I literally just got out of my M.D. appt that confirms yes, although I didn't see the yolk sac, I have in fact miscarried AGAIN. This is heart breaking every single time which leads me to my ANGER. My mother, and older sister who has lupus, have told me that they are part of my support system and can't wait until I get pregnant again. So, I've had a very tough road with pregnancies that sadly resulted in many miscarriages. In the past I've said no, I don't want to say anything once I find out via hpt because then one day they'll say I'm just "making up" being pregnant. SO IT ACTUALLY HAPPENED! I called my mom and sister to inform her of the unfortunate news and my sister said, OK another huh? well I have to go run errands call you guys later.
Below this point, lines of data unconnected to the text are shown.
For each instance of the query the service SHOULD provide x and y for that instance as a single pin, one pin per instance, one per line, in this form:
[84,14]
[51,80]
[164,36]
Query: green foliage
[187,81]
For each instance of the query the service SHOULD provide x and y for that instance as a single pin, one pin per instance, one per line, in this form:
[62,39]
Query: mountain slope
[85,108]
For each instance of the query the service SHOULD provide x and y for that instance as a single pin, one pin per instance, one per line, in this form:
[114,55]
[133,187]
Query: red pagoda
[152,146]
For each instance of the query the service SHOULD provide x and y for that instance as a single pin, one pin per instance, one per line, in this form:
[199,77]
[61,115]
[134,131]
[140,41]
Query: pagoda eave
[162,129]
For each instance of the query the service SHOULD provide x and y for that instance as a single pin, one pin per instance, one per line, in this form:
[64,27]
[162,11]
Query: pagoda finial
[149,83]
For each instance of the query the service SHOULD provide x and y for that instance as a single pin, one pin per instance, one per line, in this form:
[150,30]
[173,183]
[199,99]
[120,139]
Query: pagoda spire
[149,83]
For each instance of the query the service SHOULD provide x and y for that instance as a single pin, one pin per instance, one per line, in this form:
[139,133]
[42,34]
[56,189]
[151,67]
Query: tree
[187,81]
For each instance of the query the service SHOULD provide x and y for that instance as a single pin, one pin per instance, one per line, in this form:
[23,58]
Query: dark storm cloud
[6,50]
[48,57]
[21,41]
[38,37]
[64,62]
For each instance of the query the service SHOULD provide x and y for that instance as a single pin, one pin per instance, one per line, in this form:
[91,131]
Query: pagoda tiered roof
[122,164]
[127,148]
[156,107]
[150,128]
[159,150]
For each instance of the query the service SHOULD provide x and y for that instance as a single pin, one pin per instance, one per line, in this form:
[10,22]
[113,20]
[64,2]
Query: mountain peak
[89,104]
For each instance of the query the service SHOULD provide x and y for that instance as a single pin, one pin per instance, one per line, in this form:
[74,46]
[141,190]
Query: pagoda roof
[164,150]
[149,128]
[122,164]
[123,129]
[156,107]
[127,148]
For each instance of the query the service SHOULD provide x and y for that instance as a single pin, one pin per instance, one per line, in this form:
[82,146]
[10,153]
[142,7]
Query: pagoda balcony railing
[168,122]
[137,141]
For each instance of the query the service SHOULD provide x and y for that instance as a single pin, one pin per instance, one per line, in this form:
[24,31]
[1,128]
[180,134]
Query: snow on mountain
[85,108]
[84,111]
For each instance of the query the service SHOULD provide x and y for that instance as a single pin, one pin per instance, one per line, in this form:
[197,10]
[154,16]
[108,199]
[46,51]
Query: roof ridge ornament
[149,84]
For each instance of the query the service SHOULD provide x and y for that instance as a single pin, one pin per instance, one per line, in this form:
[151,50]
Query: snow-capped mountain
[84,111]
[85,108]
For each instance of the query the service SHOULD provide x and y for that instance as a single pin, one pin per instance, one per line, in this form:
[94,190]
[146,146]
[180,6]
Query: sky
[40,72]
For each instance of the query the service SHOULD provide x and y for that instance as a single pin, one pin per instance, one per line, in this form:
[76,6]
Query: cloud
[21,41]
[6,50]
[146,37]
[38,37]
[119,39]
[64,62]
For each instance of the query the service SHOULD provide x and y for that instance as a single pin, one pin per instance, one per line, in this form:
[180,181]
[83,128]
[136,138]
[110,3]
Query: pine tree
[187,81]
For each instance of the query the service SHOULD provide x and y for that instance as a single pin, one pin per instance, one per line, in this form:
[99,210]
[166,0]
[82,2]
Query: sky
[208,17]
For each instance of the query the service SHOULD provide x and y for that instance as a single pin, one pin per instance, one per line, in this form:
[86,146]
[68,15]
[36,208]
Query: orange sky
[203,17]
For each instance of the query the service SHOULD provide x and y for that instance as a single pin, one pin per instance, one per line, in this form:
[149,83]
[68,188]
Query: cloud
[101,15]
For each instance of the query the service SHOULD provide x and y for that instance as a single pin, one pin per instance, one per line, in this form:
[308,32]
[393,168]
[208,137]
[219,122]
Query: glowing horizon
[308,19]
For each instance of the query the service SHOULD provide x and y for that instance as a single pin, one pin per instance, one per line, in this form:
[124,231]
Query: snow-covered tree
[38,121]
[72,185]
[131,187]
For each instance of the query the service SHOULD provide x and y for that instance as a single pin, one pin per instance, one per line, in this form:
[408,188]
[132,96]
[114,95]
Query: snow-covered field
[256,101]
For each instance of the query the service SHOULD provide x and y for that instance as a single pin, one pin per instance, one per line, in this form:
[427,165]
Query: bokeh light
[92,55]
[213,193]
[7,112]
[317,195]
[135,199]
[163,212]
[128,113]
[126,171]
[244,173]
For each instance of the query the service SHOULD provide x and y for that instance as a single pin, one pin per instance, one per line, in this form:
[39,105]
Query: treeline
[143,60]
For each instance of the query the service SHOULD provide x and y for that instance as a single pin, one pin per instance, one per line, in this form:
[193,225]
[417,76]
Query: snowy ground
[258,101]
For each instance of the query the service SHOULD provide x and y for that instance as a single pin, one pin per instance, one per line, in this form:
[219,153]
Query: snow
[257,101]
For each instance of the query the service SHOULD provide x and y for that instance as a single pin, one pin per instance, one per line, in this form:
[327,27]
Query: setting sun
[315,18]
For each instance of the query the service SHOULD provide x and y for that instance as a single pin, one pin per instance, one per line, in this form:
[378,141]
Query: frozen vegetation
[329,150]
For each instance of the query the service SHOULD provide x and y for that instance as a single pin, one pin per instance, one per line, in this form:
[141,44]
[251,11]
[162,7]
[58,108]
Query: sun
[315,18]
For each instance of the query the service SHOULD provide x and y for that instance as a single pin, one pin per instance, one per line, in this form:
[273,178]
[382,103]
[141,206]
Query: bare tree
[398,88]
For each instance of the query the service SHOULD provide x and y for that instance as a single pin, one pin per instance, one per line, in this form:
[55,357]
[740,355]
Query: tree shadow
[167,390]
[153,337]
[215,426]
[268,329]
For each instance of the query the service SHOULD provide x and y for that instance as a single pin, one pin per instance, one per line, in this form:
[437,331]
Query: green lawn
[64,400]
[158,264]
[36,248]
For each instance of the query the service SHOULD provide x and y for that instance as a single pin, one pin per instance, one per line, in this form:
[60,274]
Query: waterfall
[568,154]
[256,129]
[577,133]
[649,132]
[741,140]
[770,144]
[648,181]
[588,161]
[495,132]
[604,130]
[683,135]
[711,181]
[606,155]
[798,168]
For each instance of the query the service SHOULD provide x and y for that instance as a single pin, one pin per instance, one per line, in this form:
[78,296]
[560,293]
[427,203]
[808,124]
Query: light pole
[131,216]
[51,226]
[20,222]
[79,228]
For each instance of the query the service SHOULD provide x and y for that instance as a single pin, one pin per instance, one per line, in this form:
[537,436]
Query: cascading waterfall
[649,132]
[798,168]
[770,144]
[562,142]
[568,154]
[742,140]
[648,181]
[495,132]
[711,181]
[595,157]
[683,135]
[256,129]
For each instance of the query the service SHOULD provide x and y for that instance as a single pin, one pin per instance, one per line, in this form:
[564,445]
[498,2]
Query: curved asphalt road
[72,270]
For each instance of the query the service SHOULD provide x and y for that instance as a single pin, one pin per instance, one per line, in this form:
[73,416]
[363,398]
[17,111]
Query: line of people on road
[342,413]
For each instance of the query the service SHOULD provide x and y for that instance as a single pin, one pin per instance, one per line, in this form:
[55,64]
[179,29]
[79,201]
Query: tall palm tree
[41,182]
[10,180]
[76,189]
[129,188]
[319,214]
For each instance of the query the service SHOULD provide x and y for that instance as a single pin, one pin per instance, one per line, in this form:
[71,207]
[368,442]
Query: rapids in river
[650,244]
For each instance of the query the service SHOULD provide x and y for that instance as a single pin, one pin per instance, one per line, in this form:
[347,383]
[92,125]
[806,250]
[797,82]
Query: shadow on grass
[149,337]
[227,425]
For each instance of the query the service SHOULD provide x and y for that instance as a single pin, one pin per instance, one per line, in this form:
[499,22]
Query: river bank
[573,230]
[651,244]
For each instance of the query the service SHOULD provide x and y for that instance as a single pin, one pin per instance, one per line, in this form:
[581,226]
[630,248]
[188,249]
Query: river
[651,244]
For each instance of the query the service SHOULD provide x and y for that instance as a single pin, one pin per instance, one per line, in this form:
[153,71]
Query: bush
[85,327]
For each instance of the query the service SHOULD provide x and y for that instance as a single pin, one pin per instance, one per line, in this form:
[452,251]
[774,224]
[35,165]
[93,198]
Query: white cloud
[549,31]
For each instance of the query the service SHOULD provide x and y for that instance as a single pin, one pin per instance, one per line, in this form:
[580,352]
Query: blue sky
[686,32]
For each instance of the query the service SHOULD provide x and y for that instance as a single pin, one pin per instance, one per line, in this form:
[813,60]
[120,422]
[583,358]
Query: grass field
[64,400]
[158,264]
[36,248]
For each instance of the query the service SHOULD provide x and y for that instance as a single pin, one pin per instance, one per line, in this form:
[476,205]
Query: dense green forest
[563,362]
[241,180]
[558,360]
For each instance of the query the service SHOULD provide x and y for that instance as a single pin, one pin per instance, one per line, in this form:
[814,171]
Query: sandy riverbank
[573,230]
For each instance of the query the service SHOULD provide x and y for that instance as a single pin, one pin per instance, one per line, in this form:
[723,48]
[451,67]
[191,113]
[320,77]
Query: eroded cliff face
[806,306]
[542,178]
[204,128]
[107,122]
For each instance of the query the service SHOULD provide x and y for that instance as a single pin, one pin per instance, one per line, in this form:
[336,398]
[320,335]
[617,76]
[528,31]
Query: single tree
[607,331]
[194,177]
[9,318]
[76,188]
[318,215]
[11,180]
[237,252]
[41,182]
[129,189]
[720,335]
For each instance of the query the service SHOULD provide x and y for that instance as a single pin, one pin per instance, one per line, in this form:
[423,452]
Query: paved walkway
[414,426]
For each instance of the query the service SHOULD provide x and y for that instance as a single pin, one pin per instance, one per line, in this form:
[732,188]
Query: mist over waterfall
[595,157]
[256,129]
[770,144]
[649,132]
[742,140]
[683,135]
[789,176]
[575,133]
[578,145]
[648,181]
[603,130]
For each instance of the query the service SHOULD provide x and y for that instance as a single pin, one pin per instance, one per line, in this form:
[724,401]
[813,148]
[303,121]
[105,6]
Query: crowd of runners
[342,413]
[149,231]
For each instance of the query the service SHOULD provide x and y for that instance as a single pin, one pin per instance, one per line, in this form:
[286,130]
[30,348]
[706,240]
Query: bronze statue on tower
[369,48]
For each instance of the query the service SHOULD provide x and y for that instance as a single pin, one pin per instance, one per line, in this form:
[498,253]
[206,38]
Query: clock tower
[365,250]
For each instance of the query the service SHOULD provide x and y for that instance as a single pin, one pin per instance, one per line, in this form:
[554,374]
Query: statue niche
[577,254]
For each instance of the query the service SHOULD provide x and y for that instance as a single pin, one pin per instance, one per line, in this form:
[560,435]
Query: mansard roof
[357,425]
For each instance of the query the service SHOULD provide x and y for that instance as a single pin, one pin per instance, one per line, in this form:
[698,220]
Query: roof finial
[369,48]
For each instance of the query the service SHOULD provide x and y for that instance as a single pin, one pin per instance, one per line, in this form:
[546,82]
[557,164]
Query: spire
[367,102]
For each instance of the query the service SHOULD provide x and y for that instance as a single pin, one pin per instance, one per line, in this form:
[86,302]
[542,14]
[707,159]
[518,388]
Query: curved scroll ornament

My mom says the same thing and the 3 way call has ended. Then, my mother calls me right back and says that she doesn't want me to tell her or my sister when I'm pregnant and that I've miscarried AGAIN because quite frankly it's become very ridiculous and I'm being BEYOND insensitive to my older sister and her feelings knowing that she cannot have children. Naturally, I asked are you freaking kidding me!?! YOU GUYS WANTED ME TO TELL YOU! She then says, this game of yours has gone on for far too long and unless I see an actual ultrasound I'm not going to believe your hpt. Did you know you can buy the hormone online, so that's probably what you're doing to have them come out positive. Then, you fake a miscarriage so that everyone can feel bad for you. Stop competing for attention. Your sister is the real sick one, not you, so I'm going to say this once and once only, stop it because you look pathetic. I wanted to curse her out and I didn't. I simply said, I'm sorry that you, her, and whomever else that you both speak too feel this way. The fact that you think this is disgusting, moving forward do not call me. God, myself, and my husband KNOW the truth. You guys should be ashamed of yourselves, and I hung up. This isn't something anyone wants EVER! I am beyond devastated that this conversation has even taken place. I am afraid to tell my husband what went down because I don't want him to hate them. as of now, they're not welcome in our home or our lives. I have never been dishonest and I have plenty of medical paperwork to backup each pregnancy and loss.